In asiatischen Märkten ist der neue Mobilfunkstandard 5G bereits weit verbreitet, nun zieht Europa nach: 2020 wurden europaweit mehr als zehn Millionen 5G-fähige Smartphones verkauft. Im vierten Quartal war laut aktuellen Daten der GfK jedes siebte in Europa verkaufte Smartphone 5G-fähig.

Trotz Pandemie ist der europäische Smartphone-Markt stabil geblieben und lag 2020 hinsichtlich der im Gesamtjahr verkauften Stückzahlen lediglich 0,7 Prozent unter dem Vorjahr.
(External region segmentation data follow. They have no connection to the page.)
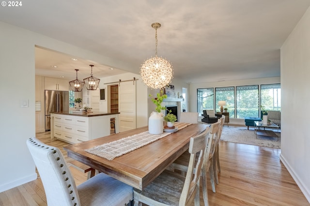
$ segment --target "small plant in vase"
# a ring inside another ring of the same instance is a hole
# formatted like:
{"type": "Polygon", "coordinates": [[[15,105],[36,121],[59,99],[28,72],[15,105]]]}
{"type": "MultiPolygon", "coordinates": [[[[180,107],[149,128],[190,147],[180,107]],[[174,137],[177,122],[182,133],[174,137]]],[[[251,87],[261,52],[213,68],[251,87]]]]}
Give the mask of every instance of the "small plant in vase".
{"type": "Polygon", "coordinates": [[[169,111],[169,113],[164,117],[164,120],[167,122],[167,126],[168,127],[173,127],[173,123],[176,121],[176,116],[170,112],[171,110],[169,111]]]}
{"type": "Polygon", "coordinates": [[[161,113],[161,110],[166,109],[166,107],[162,106],[161,103],[167,96],[164,94],[162,89],[160,89],[159,92],[157,93],[156,98],[154,98],[151,94],[149,96],[156,105],[155,112],[152,112],[149,118],[149,132],[153,134],[161,134],[164,132],[164,115],[161,113]]]}
{"type": "Polygon", "coordinates": [[[261,117],[262,119],[263,119],[263,124],[268,124],[268,116],[267,110],[265,109],[264,106],[260,105],[261,111],[263,114],[263,117],[261,117]]]}
{"type": "Polygon", "coordinates": [[[91,111],[92,111],[92,109],[93,109],[91,107],[89,107],[88,106],[85,106],[84,107],[84,110],[86,112],[90,112],[91,111]]]}
{"type": "Polygon", "coordinates": [[[74,102],[78,104],[78,109],[81,107],[81,103],[82,103],[82,98],[78,98],[74,99],[74,102]]]}

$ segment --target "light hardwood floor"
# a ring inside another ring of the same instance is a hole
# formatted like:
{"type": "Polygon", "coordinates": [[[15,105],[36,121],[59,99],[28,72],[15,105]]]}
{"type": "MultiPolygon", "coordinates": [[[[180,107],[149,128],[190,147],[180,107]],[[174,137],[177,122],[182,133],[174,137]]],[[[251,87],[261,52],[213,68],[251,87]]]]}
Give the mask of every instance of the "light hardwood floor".
{"type": "MultiPolygon", "coordinates": [[[[37,134],[37,137],[60,148],[67,161],[70,161],[62,149],[68,144],[51,141],[49,135],[49,132],[42,132],[37,134]]],[[[279,149],[221,141],[219,184],[216,186],[216,193],[213,193],[208,182],[209,205],[310,205],[280,162],[280,153],[279,149]]],[[[77,185],[85,181],[86,174],[70,168],[77,185]]],[[[0,206],[46,205],[40,178],[0,193],[0,206]]],[[[202,198],[201,205],[203,205],[202,198]]]]}

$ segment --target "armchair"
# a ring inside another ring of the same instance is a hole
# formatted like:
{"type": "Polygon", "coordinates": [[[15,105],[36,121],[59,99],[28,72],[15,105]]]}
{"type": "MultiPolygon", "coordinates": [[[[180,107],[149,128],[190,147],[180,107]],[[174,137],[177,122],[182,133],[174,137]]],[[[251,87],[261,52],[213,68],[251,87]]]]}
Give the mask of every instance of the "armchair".
{"type": "Polygon", "coordinates": [[[215,114],[214,110],[204,110],[202,111],[203,118],[202,119],[202,122],[208,124],[216,123],[222,117],[222,115],[215,114]]]}

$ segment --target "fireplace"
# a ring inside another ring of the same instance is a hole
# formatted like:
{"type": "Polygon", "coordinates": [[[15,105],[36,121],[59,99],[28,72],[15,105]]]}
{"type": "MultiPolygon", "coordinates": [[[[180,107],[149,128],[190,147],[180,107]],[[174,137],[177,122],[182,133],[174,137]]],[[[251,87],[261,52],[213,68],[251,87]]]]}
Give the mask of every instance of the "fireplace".
{"type": "Polygon", "coordinates": [[[176,116],[177,121],[178,121],[178,106],[177,105],[173,105],[173,106],[166,106],[166,115],[168,114],[169,112],[168,111],[171,110],[171,114],[173,114],[173,115],[176,116]]]}

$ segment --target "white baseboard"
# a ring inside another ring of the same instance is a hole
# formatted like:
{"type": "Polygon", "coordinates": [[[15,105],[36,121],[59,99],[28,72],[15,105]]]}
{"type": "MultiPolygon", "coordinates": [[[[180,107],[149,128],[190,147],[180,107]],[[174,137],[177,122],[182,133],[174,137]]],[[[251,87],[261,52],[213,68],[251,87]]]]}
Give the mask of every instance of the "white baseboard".
{"type": "Polygon", "coordinates": [[[38,178],[38,175],[35,172],[33,174],[25,177],[21,179],[17,179],[13,182],[10,182],[9,183],[0,185],[0,192],[2,192],[2,191],[4,191],[16,187],[21,185],[23,184],[27,183],[27,182],[34,180],[35,179],[36,179],[37,178],[38,178]]]}
{"type": "Polygon", "coordinates": [[[290,174],[291,174],[293,178],[294,179],[295,182],[296,182],[296,183],[300,189],[300,190],[306,197],[306,199],[307,199],[309,203],[310,203],[310,190],[307,190],[307,188],[305,187],[302,181],[300,181],[300,178],[296,173],[295,173],[294,170],[292,168],[292,167],[291,167],[290,164],[289,164],[285,160],[285,158],[282,156],[282,153],[280,154],[280,160],[285,167],[286,167],[286,169],[289,171],[289,173],[290,173],[290,174]]]}

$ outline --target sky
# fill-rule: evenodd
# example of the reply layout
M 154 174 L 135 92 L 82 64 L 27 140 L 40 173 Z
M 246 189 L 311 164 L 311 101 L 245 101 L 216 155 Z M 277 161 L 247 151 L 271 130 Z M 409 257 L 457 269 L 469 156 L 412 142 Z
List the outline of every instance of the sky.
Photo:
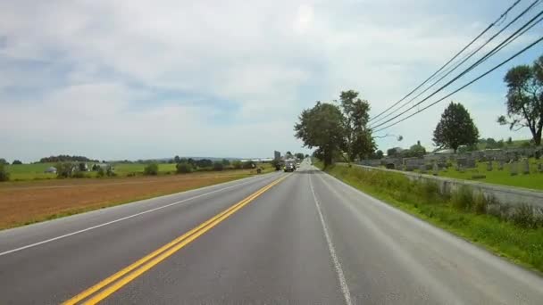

Der Nachfrage-Einbruch im ersten Halbjahr konnte dank einer starken zweiten Jahreshälfte fast komplett kompensiert werden – Wachstumsgaranten waren unter anderem 5G-fähige Smartphones, auch dank der Produkteinführungen namhafter Markteilnehmer. Vor allem im vierten Quartal ließ sich mit einem Anteil von 16 Prozent am Gesamtmarkt ein deutlicher Zuwachs 5G-fähiger Geräte beobachten.

Deutschland holt auf

Christian Riedl GfK
Christian Riedl, Foto: GfK

In Deutschland lag der 5G-Anteil bei Smartphones im vierten Quartal 2020 mit 19 Prozent zwar knapp über dem europäischen Durchschnitt, aber deutlich unter den Werten von Großbritannien und Skandinavien (mit jeweils mehr als 30 Prozent zum Ende letzten Jahres). „Auch wenn 2020 der Ausbau der 5G-Infrastruktur in Deutschland deutlich an Geschwindigkeit gewonnen hat, fehlt vielen Konsumenten noch der klare Nutzen, der den höheren Anschaffungspreis einer 5G-Variante rechtfertigt“, sagt Christian Riedl, Mobilgeräte-Experte bei GfK. „Neben der Abschaltung der 3G Netze und dem Zukunftsversprechen, das 5G für die kommenden Jahre gibt, dürfte auch ein preislich vielfältigeres Angebot dem Markt zukünftig weitere Impulse geben.“ 2020 lag der durchschnittliche Verkaufspreis eines 5G-Smartphones mit über 950 Euro klar im Premiumsegment.

Sinkende Preis schaffen Kaufanreize

Neben den geografischen Unterschieden beim Netzausbau sorgt vor allem der Fokus auf High-End-Geräte für ein West-Ost-Gefälle in Europa. Während in den westeuropäischen Märkten eine generell höhere Zahlungsbereitschaft und Kaufkraft die Nachfrage nach Premiumprodukten ankurbelten, war in den preissensitiveren osteuropäischen Märkten der hohe Durchschnittspreis 5G-fähiger Geräte ein Hemmnis für eine stärkere Verbreitung.

Christian Riedl: „Wir gehen davon aus, dass die 5G-Technologie in diesem Jahr in ganz Europa verstärkt im preislichen Mittelklasse-Segment Einzug halten wird und somit zusätzliche Käuferschichten ansprechen kann. Mit der Kombination aus technologischer Zukunftssicherheit und attraktiver Preisgestaltung werden Hersteller sowohl Konsumenten als auch Netzbetreibern ein breiteres Angebot machen können und die Durchdringung von 5G weiter vorantreiben.“ Es sei zu erwarten, dass 2021 bis zu 50 Millionen 5G-fähige Smartphones in Europa verkauft werden könnten und sich 5G spätestens ab 2022 vollends als neuer Standard etablieren kann – zumindest hardware-seitig.